Signed-off-by: Qu Wenruo <quwenruo@cn.fujitsu.com>
---
 tests/btrfs/083     | 76 +++++++++++++++++++++++++++++++++++++++++++++++++++++
 tests/btrfs/083.out |  5 ++++
 tests/btrfs/group   |  1 +
 3 files changed, 82 insertions(+)
 create mode 100755 tests/btrfs/083
 create mode 100644 tests/btrfs/083.out

Comments

Filipe Manana March 12, 2015, 12:38 p.m. UTC | #1
On Tue, Mar 10, 2015 at 7:46 AM, Qu Wenruo <quwenruo@cn.fujitsu.com> wrote:
> [Problem]
> Since commit fcebe4562dec83b3f8d308 ("Btrfs: rework qgroup accounting"),
> quota data update is delayed after delayed_ref calculation, and lacks
> correct protection to detect root reference which shouldn't be counted
> in current sequence number but already written into extent backref.
>
> This makes exclusive reference not decreased correctly and give incorrect
> result.
>
> [Test procedure]
> 1. Create a btrfs with 3 subvolumes, quota enabled and rescanned.
> 2. Create a file in 1st subvolume
> 3. Clone the file to 2nd and 3rd subvolume
> 4. Sync the fs to reflect the changes in qgroup.
> 5. Check the qgroup data
>
> [Expected result]
> None of the subvolume has exclusive reference to the file.
>
> [Actual result]
> The first subvolume still have exclusive reference to the file.
>
> Signed-off-by: Qu Wenruo <quwenruo@cn.fujitsu.com>
> ---
>  tests/btrfs/083     | 76 +++++++++++++++++++++++++++++++++++++++++++++++++++++
>  tests/btrfs/083.out |  5 ++++
>  tests/btrfs/group   |  1 +
>  3 files changed, 82 insertions(+)
>  create mode 100755 tests/btrfs/083
>  create mode 100644 tests/btrfs/083.out
>
> diff --git a/tests/btrfs/083 b/tests/btrfs/083
> new file mode 100755
> index 0000000..17fd30b
> --- /dev/null
> +++ b/tests/btrfs/083
> @@ -0,0 +1,76 @@
> +#! /bin/bash
> +# FS QA Test No. 083
> +#
> +# Test for incorrect exclusive reference count after cloning file
> +# between subvolumes.
> +#
> +#-----------------------------------------------------------------------
> +# Copyright (c) 2015 Fujitsu.
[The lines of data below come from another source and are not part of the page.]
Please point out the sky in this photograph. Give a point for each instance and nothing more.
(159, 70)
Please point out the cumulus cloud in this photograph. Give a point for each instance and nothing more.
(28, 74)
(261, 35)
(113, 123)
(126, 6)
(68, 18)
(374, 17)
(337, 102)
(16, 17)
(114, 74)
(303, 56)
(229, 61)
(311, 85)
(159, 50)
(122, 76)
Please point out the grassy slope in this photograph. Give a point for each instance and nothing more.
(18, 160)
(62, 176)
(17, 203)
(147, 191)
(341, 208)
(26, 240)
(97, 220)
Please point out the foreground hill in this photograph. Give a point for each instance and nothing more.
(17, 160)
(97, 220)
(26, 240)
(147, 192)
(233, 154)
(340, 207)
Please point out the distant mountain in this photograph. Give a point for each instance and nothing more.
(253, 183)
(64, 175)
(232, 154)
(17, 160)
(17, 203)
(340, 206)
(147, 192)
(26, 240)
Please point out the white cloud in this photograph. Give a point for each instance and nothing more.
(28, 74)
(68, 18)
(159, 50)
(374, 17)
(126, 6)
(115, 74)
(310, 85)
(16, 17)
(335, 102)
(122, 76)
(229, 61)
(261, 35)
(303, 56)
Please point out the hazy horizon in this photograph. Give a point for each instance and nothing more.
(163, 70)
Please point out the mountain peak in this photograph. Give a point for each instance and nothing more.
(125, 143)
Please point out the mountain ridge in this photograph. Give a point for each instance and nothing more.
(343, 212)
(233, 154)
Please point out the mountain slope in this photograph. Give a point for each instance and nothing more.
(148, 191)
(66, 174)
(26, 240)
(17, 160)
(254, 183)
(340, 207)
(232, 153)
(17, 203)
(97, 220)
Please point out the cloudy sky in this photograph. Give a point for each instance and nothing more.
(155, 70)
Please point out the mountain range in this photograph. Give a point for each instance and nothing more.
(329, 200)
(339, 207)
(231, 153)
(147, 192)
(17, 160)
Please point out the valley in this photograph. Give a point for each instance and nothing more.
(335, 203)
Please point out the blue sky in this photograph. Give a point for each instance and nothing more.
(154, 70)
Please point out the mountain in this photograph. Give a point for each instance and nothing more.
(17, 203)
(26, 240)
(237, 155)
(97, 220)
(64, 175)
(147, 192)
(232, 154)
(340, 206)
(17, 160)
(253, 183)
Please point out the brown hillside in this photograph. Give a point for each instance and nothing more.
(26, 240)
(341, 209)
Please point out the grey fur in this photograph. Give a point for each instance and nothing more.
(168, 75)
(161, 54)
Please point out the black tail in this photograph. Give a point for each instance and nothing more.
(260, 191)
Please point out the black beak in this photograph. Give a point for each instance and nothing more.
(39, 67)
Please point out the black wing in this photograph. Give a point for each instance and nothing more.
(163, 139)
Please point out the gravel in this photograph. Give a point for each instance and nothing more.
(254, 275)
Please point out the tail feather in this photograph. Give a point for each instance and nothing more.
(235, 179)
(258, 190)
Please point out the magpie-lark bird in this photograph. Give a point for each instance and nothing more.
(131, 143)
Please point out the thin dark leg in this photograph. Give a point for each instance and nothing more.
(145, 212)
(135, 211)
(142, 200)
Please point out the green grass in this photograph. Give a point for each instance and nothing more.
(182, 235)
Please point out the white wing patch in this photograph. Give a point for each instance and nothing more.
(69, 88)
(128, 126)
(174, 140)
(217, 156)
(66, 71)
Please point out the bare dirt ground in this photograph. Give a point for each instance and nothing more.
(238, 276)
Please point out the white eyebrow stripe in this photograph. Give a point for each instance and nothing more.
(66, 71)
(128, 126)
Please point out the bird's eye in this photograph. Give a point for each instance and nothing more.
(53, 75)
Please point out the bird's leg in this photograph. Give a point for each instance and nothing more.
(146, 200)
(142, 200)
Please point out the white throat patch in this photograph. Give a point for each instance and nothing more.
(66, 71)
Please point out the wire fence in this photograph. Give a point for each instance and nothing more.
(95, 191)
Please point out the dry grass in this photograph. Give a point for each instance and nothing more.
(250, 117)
All Rights Reserved.
> +#
> +# This program is free software; you can redistribute it and/or
> +# modify it under the terms of the GNU General Public License as
> +# published by the Free Software Foundation.
> +#
> +# This program is distributed in the hope that it would be useful,
> +# but WITHOUT ANY WARRANTY; without even the implied warranty of
> +# MERCHANTABILITY or FITNESS FOR A PARTICULAR PURPOSE.  See the
> +# GNU General Public License for more details.
> +#
> +# You should have received a copy of the GNU General Public License
> +# along with this program; if not, write the Free Software Foundation,
> +# Inc.,  51 Franklin St, Fifth Floor, Boston, MA  02110-1301  USA
> +#-----------------------------------------------------------------------
> +#
> +
> +seq=`basename $0`
> +seqres=$RESULT_DIR/$seq
> +echo "QA output created by $seq"
> +
> +here=`pwd`
> +tmp=/tmp/$$
> +status=1       # failure is the default!
> +trap "_cleanup; exit \$status" 0 1 2 3 15
> +
> +_cleanup()
> +{
> +    rm -f $tmp.*
> +}
> +
> +# get standard environment, filters and checks
> +. ./common/rc
> +. ./common/filter
> +
> +# real QA test starts here
> +
> +# Modify as appropriate.
> +_need_to_be_root
> +_supported_fs btrfs
> +_supported_os Linux
> +_require_scratch
> +_require_cp_reflink
> +
> +run_check _scratch_mkfs "--nodesize 4096"

--nodesize 65536
Otherwise the test fails (unnecessarily) on platforms with a page size > 4Kb.

> +
> +# inode cache will also take space in fs tree, disable them to get consistent
> +# result.
> +run_check _scratch_mount "-o noinode_cache"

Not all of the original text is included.